The project is available here: https://github.com/Flink/sample_rails_app To set it up, just run docker-compose build app (you might have to have direnv installed and do a direnv allow before that to export UID/GID to the build process) and then docker-compose run --rm app bash, bundle and everything should be ready to be used.

I’ve included a .dir-locals.el file which configures rspec-mode to run the proper commands when using SPC m t t. I’ve left a binding.pry statement in the user model spec too.

I think that’s all :sweat_smile: And thanks again for your time! :blush:

dgutov commented 4 years ago

Do you think I will be able to repro without Spacemacs? :cold_sweat:

Flink commented 4 years ago

I’m not sure since I haven’t a big experience with emacs but I’d say it should be possible :sweat_smile: The main thing I think is rspec-mode and inf-ruby since SPC m t t is bound to rspec mode verify (something like that) and this one invokes the commands customized in .dir-locals.el through the compilation buffer. I don’t think spacemacs does anything regarding the problem at hand (I mean in the compilation buffer specifically).

dgutov commented 4 years ago

OK, I found the time to repro.

Indeed, this happens. There are too many layers involved for me to quickly understand where this is coming from, but you can observe the difference in behavior by evaluating `stty -echo` in the Pry REPL.

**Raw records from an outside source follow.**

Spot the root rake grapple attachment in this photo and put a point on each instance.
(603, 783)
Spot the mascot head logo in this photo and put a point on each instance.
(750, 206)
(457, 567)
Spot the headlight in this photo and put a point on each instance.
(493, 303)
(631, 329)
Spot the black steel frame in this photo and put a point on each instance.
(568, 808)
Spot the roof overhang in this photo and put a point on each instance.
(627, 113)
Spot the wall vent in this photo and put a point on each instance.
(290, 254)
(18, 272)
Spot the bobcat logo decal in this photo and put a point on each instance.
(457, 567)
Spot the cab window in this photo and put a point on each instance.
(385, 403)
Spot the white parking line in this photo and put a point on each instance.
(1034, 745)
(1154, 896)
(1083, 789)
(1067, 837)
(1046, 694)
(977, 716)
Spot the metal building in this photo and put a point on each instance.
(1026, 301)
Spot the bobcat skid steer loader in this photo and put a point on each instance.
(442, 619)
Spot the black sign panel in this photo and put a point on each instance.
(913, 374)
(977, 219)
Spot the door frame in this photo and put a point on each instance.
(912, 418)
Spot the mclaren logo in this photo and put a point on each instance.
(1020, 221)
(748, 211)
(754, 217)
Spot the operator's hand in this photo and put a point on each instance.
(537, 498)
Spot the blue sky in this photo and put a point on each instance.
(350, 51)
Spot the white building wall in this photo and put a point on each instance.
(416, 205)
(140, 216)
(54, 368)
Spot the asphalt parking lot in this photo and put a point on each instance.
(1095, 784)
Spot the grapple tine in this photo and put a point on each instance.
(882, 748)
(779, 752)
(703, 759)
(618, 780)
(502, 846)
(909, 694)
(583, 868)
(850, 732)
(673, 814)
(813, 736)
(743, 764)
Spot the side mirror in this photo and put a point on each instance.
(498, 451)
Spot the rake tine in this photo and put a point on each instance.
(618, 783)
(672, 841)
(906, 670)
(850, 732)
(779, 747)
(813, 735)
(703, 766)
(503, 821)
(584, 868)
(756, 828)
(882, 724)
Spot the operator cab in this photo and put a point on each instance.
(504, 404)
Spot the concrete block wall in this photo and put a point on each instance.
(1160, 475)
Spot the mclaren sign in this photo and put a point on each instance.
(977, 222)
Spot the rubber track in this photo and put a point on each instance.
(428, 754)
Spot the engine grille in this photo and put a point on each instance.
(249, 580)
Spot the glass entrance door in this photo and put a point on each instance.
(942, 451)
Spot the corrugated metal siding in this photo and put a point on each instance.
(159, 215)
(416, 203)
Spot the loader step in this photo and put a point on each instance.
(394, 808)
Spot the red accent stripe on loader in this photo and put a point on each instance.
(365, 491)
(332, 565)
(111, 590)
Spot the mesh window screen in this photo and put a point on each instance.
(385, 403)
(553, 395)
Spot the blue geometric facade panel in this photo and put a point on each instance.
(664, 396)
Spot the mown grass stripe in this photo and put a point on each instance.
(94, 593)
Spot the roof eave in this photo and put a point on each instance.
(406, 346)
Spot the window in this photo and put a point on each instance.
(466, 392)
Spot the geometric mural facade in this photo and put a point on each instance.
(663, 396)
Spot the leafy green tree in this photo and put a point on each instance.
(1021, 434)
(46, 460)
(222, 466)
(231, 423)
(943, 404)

To counteract it on the side of Emacs instead, set comint-process-echoes to t.

dgutov commented 4 years ago

@micdahl Have you seen this before, maybe?

dgutov commented 1 year ago

Hi again! :grimacing:

Some very late investigation results:

  1. As was helpfully suggested in https://github.com/nonsequitur/inf-ruby/pull/174#issuecomment-1738650816 by @snowman, AwesomePrint removes the => marker (which we rely on). Commenting AwesomePrint.pry! out in .pryrc makes it appear again.
  2. (setq comint-process-echoes t) seems to be necessary as well. As pointed out by @bo-tato https://github.com/nonsequitur/inf-ruby/issues/49#issuecomment-1734440828, the REPL echoes when it thinks it's not being run interactively. The set up docker-compose incantation (docker-compose run --rm -e TERM=dumb -e PAGER=cat app) seems to have that result. I see your docker-compose.yml already includes tty: true and stdin_open: true suggested for similar cases on SO, and apparently they do not help. Further investigation needed. But setting comint-process-echoes in the same hook (inf-ruby-mode-hook) drops the echoes. A call to `stty -echo` does that too.
  3. These prompt settings work with that project's Pry prompt:
    (let ((p "[0-9]\\.[0-9]\\.[0-9] ?([^(]+):[0-9]+ ?"))
    (setq inf-ruby-first-prompt-pattern (concat p ">"))
    (setq inf-ruby-prompt-pattern (concat p "\\(*\\|>\\)")))

    But it's not really a healthy solution, to ask everyone to fiddle with their regexps. First I would try to make them more "regular" in that project (does including the Ruby version help much?), but if this format is popular enough, we should look into updating our regexps here.

dgutov commented 1 year ago

With the above tweaks, both input history navigation and completion seem to work. The latter is pretty sluggish, though (EDIT: with the updated prompt regexps above -- not sluggish anymore).

dgutov commented 1 year ago

One more thing. Starting with Emacs 29, Tramp supports docker as one of the connection methods (and for earlier versions, there is a 3rd party package).

Logging into an existing container and running the tests in there through Tramp takes care of the echoing as well (alternative solution for item number 2).

dgutov commented 1 year ago

First I would try to make them more "regular" in that project

This is done by commenting out the Pry.config.prompt = assignment in the same .pryrc. But of course if an existing team has settled on a particular prompt, a more complex solution can be required.